Right now we have a few plants, driftwood, 6 corys and 6 har. rasboras. 

What is the ideal # of fish for this tank? I don't want to overdo it but I want a few mollies and maybe a few other things that I haven't decided for sure like a blue gourami or two.


----------



## Zapins (Jul 28, 2004)

Better less then more. You can probably have 30 mollies or so in the tank without overdoing it.

As a cautionary note, I recently had a lot of fish die in several tanks. I had been breeding kribs for a long time and had about 200 babies that were about 1 inch long, and about 15 parents in my 55 planted tank. I went on vacation for 3 weeks and had a family member take care of the tank. When I came back the plants had grown across the surface (riccia mostly) and about 100 fish had died off. 

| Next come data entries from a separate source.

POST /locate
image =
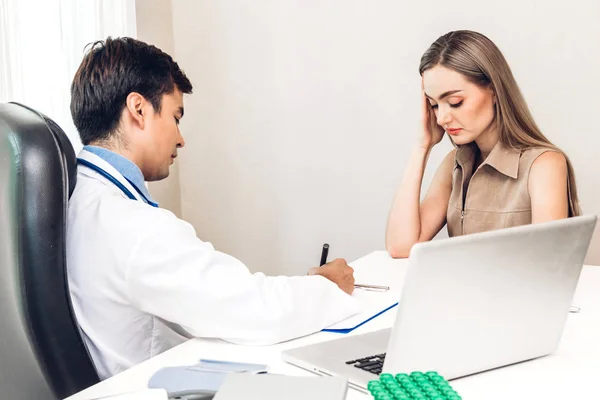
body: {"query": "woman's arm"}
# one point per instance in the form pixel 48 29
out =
pixel 548 187
pixel 410 222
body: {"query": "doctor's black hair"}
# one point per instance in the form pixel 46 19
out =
pixel 112 69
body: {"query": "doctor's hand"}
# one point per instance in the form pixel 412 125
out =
pixel 337 271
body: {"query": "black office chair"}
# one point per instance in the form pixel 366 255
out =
pixel 42 354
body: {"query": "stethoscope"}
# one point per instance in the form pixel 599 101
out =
pixel 112 179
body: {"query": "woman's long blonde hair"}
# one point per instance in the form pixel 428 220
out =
pixel 478 59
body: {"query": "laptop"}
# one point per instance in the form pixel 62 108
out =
pixel 469 304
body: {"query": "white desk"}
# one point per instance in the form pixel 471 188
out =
pixel 570 373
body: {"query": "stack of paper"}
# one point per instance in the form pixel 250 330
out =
pixel 373 304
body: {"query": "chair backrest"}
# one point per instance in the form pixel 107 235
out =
pixel 42 354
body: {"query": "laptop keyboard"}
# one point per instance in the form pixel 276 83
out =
pixel 372 364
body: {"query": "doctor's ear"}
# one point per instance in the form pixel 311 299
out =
pixel 134 105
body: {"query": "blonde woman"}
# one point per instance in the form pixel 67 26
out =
pixel 503 171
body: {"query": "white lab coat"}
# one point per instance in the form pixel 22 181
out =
pixel 137 273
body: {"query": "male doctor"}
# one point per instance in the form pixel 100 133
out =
pixel 141 281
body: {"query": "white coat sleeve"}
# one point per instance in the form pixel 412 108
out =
pixel 175 276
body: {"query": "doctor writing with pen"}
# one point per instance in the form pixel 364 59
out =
pixel 140 279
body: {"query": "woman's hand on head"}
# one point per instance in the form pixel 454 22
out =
pixel 431 132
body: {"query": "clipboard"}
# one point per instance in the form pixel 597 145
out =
pixel 373 304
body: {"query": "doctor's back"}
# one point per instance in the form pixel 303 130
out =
pixel 140 280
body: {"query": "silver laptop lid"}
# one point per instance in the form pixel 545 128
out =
pixel 477 302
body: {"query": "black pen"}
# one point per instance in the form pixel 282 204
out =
pixel 324 254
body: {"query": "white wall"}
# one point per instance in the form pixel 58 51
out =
pixel 155 26
pixel 304 111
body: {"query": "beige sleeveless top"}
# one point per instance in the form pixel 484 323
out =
pixel 493 196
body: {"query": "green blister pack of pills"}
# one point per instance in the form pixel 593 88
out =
pixel 416 386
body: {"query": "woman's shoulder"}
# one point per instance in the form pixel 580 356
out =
pixel 535 155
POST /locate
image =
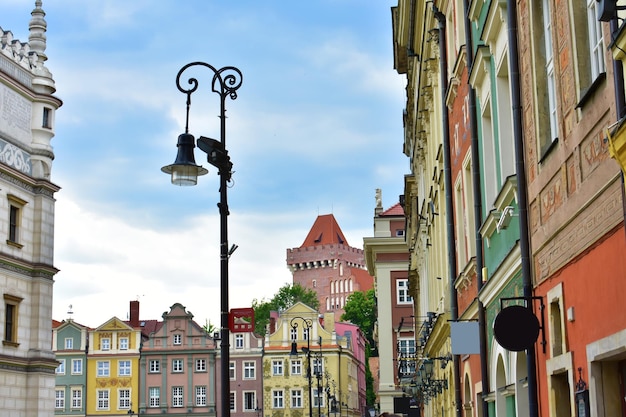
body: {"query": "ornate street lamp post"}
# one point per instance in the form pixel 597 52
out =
pixel 184 171
pixel 307 325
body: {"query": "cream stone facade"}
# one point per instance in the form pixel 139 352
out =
pixel 27 108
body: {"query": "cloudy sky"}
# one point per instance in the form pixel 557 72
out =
pixel 316 128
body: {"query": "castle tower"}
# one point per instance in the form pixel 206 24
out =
pixel 328 265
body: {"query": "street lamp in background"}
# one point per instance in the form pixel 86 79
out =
pixel 307 324
pixel 184 171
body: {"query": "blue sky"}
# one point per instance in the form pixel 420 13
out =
pixel 316 128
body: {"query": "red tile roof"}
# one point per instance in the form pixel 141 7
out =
pixel 395 210
pixel 325 231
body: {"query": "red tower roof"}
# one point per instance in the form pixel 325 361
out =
pixel 325 231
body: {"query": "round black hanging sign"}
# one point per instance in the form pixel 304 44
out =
pixel 516 328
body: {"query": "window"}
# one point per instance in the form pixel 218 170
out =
pixel 596 43
pixel 277 367
pixel 46 122
pixel 402 292
pixel 177 396
pixel 296 367
pixel 77 366
pixel 201 395
pixel 124 399
pixel 61 368
pixel 249 370
pixel 124 343
pixel 278 400
pixel 238 341
pixel 123 368
pixel 102 369
pixel 77 398
pixel 406 348
pixel 177 365
pixel 11 310
pixel 59 398
pixel 249 401
pixel 296 398
pixel 102 396
pixel 200 365
pixel 318 398
pixel 155 396
pixel 154 366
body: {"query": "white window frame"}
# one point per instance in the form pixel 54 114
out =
pixel 123 343
pixel 105 344
pixel 278 398
pixel 59 398
pixel 124 368
pixel 296 400
pixel 178 366
pixel 102 399
pixel 239 341
pixel 154 366
pixel 103 369
pixel 296 367
pixel 249 370
pixel 123 399
pixel 154 393
pixel 402 291
pixel 200 395
pixel 77 398
pixel 61 368
pixel 200 365
pixel 177 397
pixel 77 366
pixel 249 401
pixel 277 367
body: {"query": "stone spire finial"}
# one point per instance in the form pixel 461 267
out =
pixel 43 81
pixel 37 37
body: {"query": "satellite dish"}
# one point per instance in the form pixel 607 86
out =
pixel 516 328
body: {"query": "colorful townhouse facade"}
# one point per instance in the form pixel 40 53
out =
pixel 514 110
pixel 70 341
pixel 328 265
pixel 27 201
pixel 311 369
pixel 387 258
pixel 246 373
pixel 177 366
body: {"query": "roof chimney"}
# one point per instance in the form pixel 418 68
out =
pixel 134 313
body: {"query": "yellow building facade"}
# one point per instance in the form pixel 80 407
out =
pixel 113 369
pixel 310 370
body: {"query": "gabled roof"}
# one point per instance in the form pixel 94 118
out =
pixel 395 210
pixel 325 231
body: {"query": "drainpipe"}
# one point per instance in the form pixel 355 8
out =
pixel 454 309
pixel 522 196
pixel 620 101
pixel 478 210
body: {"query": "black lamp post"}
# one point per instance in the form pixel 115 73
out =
pixel 184 171
pixel 308 325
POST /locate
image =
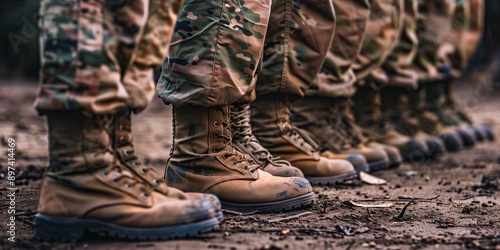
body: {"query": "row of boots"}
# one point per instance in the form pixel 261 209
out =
pixel 259 157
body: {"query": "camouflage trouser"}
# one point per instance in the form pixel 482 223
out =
pixel 434 23
pixel 382 34
pixel 463 38
pixel 215 61
pixel 399 64
pixel 299 36
pixel 214 53
pixel 336 77
pixel 87 49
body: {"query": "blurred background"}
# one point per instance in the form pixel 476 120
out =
pixel 19 53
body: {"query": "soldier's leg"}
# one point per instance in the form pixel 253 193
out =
pixel 298 39
pixel 319 111
pixel 386 22
pixel 402 78
pixel 213 58
pixel 84 188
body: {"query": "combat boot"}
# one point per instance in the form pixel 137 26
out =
pixel 246 142
pixel 396 109
pixel 271 125
pixel 320 117
pixel 482 132
pixel 368 113
pixel 427 122
pixel 435 97
pixel 85 189
pixel 123 146
pixel 204 159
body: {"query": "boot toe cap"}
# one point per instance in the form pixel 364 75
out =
pixel 415 150
pixel 467 137
pixel 359 163
pixel 452 141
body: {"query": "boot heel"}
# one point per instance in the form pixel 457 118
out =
pixel 57 229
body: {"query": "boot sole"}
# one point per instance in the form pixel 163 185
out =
pixel 395 162
pixel 379 165
pixel 70 229
pixel 271 207
pixel 219 216
pixel 332 180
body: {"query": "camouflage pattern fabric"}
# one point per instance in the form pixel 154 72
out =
pixel 87 46
pixel 300 34
pixel 336 77
pixel 433 25
pixel 463 39
pixel 399 63
pixel 382 34
pixel 150 52
pixel 214 52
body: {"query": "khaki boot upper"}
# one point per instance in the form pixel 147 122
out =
pixel 272 126
pixel 121 134
pixel 330 121
pixel 246 142
pixel 203 159
pixel 84 181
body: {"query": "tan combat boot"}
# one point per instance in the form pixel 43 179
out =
pixel 122 141
pixel 272 127
pixel 246 142
pixel 85 189
pixel 367 110
pixel 481 132
pixel 427 122
pixel 203 159
pixel 319 116
pixel 396 109
pixel 435 97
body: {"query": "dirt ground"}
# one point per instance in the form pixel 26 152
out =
pixel 456 201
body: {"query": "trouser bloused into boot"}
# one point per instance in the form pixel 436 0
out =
pixel 272 127
pixel 203 159
pixel 85 188
pixel 427 122
pixel 246 142
pixel 369 115
pixel 323 121
pixel 122 142
pixel 395 107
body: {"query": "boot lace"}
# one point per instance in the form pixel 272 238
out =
pixel 227 145
pixel 242 131
pixel 122 173
pixel 124 124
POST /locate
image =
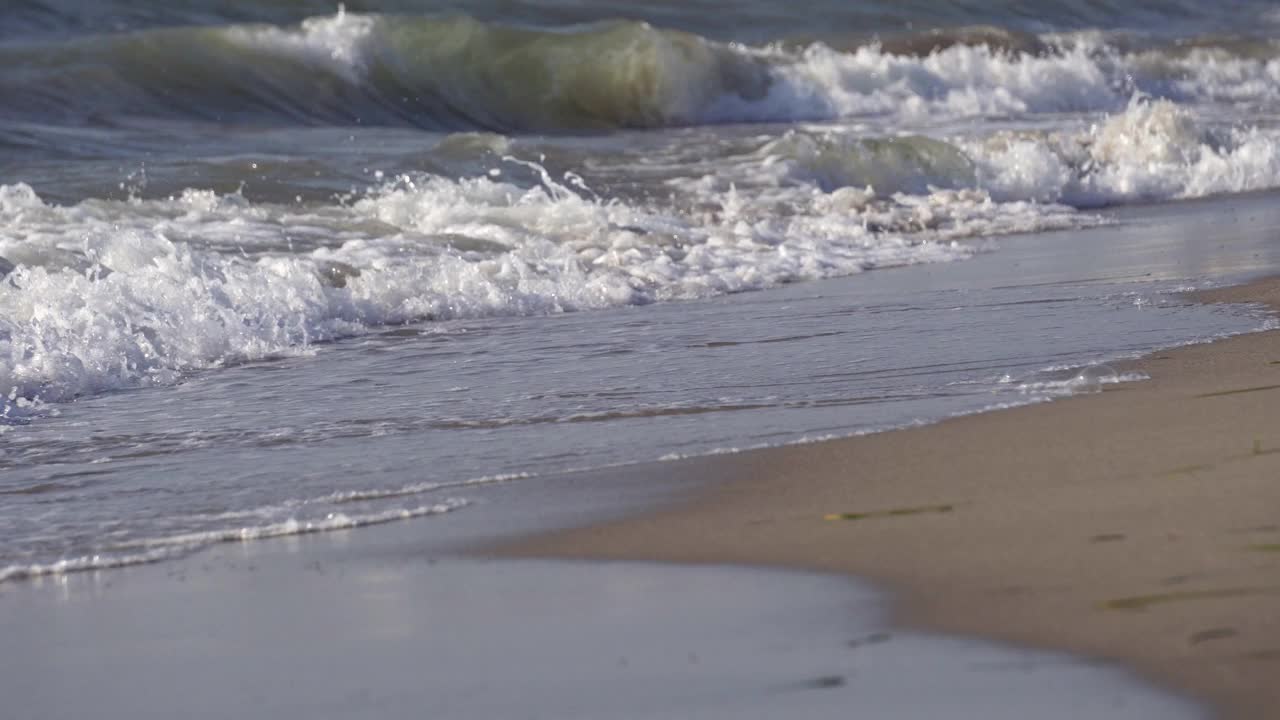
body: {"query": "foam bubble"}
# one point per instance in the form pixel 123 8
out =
pixel 110 295
pixel 156 548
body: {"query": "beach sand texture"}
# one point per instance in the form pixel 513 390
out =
pixel 1138 524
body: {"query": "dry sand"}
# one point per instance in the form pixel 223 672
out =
pixel 1139 524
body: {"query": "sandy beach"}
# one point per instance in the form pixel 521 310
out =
pixel 1137 524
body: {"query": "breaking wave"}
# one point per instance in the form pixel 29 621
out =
pixel 461 73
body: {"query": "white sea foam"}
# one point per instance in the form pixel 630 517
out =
pixel 641 76
pixel 1153 150
pixel 156 548
pixel 109 295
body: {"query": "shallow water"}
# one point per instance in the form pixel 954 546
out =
pixel 359 628
pixel 287 268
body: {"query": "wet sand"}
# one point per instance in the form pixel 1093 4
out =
pixel 1138 524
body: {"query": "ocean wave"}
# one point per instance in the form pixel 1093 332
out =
pixel 158 548
pixel 104 295
pixel 462 73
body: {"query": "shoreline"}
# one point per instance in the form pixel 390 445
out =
pixel 1139 524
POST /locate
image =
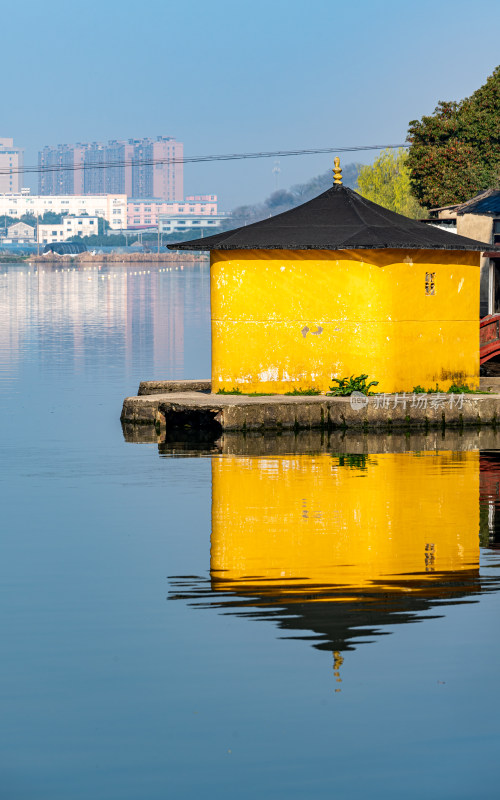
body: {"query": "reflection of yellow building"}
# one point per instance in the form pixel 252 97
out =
pixel 326 526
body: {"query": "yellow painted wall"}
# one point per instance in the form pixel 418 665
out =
pixel 296 319
pixel 312 523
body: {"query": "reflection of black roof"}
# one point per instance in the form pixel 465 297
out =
pixel 338 219
pixel 65 248
pixel 336 617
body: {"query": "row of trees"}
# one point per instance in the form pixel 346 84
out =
pixel 453 154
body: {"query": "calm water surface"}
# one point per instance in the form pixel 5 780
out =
pixel 229 620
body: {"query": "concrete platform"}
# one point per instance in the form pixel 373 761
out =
pixel 189 404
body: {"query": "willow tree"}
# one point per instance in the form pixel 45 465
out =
pixel 387 182
pixel 455 152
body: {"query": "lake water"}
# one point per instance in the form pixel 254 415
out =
pixel 302 617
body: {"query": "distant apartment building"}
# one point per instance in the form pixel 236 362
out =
pixel 67 229
pixel 111 207
pixel 146 211
pixel 135 167
pixel 11 165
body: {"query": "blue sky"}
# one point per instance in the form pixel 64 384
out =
pixel 239 77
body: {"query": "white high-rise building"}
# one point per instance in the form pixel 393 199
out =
pixel 11 165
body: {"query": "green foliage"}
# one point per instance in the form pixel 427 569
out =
pixel 459 388
pixel 303 392
pixel 454 152
pixel 387 182
pixel 346 386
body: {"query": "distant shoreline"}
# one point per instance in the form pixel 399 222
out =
pixel 111 258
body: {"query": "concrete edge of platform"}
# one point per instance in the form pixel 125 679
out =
pixel 203 411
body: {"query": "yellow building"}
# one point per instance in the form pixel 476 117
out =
pixel 340 286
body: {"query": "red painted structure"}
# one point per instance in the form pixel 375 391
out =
pixel 489 337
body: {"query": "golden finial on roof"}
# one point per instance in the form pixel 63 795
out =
pixel 337 171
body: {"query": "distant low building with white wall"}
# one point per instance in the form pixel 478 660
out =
pixel 146 211
pixel 70 227
pixel 11 165
pixel 171 223
pixel 111 207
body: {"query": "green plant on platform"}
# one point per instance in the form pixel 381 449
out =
pixel 460 388
pixel 303 392
pixel 346 386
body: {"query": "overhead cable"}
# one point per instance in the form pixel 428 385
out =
pixel 195 159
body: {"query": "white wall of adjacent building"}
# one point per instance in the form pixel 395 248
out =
pixel 70 226
pixel 112 207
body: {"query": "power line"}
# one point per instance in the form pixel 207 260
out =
pixel 196 159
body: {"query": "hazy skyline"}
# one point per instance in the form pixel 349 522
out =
pixel 240 77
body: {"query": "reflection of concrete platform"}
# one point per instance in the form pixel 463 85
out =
pixel 189 404
pixel 185 442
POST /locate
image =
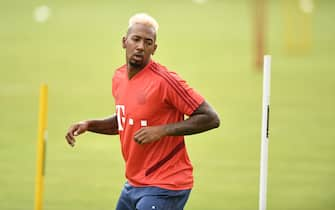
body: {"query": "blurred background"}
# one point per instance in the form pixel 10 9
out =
pixel 217 46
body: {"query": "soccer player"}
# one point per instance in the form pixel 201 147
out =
pixel 151 103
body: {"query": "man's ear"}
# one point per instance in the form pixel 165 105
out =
pixel 124 39
pixel 155 47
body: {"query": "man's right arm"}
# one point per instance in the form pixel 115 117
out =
pixel 107 126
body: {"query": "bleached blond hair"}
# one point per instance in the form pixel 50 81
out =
pixel 145 19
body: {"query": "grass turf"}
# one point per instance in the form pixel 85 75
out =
pixel 210 45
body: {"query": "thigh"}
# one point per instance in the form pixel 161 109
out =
pixel 124 202
pixel 172 200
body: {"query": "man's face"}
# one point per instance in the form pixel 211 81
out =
pixel 140 44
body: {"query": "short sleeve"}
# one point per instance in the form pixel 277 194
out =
pixel 180 95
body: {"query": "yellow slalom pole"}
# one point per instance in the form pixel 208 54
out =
pixel 40 169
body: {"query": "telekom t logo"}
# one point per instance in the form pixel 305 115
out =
pixel 120 116
pixel 121 119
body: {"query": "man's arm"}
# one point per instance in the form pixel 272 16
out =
pixel 107 126
pixel 202 119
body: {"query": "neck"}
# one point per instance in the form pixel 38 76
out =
pixel 132 70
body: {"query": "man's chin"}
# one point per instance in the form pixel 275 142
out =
pixel 136 64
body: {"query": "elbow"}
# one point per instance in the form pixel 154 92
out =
pixel 215 121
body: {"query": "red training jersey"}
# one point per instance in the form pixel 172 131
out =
pixel 154 96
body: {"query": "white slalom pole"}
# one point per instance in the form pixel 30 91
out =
pixel 265 132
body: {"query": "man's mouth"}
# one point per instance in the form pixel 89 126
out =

Oxygen is depleted very quickly the more fish you have in a tank. Also wastes build up quickly. These problems are amplified if you aren't watching the tank for a while, things can go badly very quickly.


----------



## ThatCrazyPetLady (Jun 30, 2011)

Thanks! 

Well as of now I have

6 corys (3 peppered, 3 albino)
6 har. rasboras
2 black mollies
2 yellow mollies (don't remember their real name)

what do you think?


----------



## Diana K (Dec 20, 2007)

That is fine, or even twice as many would not be a problem in a tank that size. If you have male and female Mollies they will breed and fill the tank all too soon. Be ready to remove most of the fry.


----------



## ThatCrazyPetLady (Jun 30, 2011)

I think I got all girl mollies.... but I think one was already pregnant. We will know soon enough I suppose. I would keep some and then take some to a store (hopefully). 

We got a couple more additions today

5 snails
1 powder blue gourami
1 ghost shrimp (plan to get more - he was the last one there)

I would like to increase the school of har. rasboras from 6 to 10. And get one more "larger" fish, like another type of gourami or an angel fish or something?


----------



## Se7eN (Sep 23, 2010)

I like the silver dollars. I have 15 in my 55 gal with 10 lambchop rasboros.


----------



## asukawashere (Mar 11, 2009)

ThatCrazyPetLady said:


> I think I got all girl mollies.... but I think one was already pregnant. We will know soon enough I suppose. I would keep some and then take some to a store (hopefully).
> 
> We got a couple more additions today
> 
> ...


Mollies are always pregnant - just give them time. 

As for the angel, angels grow up to be as big as the palm of your hand, and are angry, rabid ambush piscivores. They don't mention that on the labels in the pet stores that claim they're "community" fish. Anyway, the gist of it is that an angel would eat your ghost shrimp, and your baby mollies, and anything else it decides it can fit in its mouth.

Increasing the number of harlequins will make them happier (schooling fish feel more secure in larger groups), but for a larger fish, I'd go with something like another dwarf gourami (maybe a sunset if you want a different color). Gouramis can be nippy, but the dwarf ones don't get nearly as big as angels can.


----------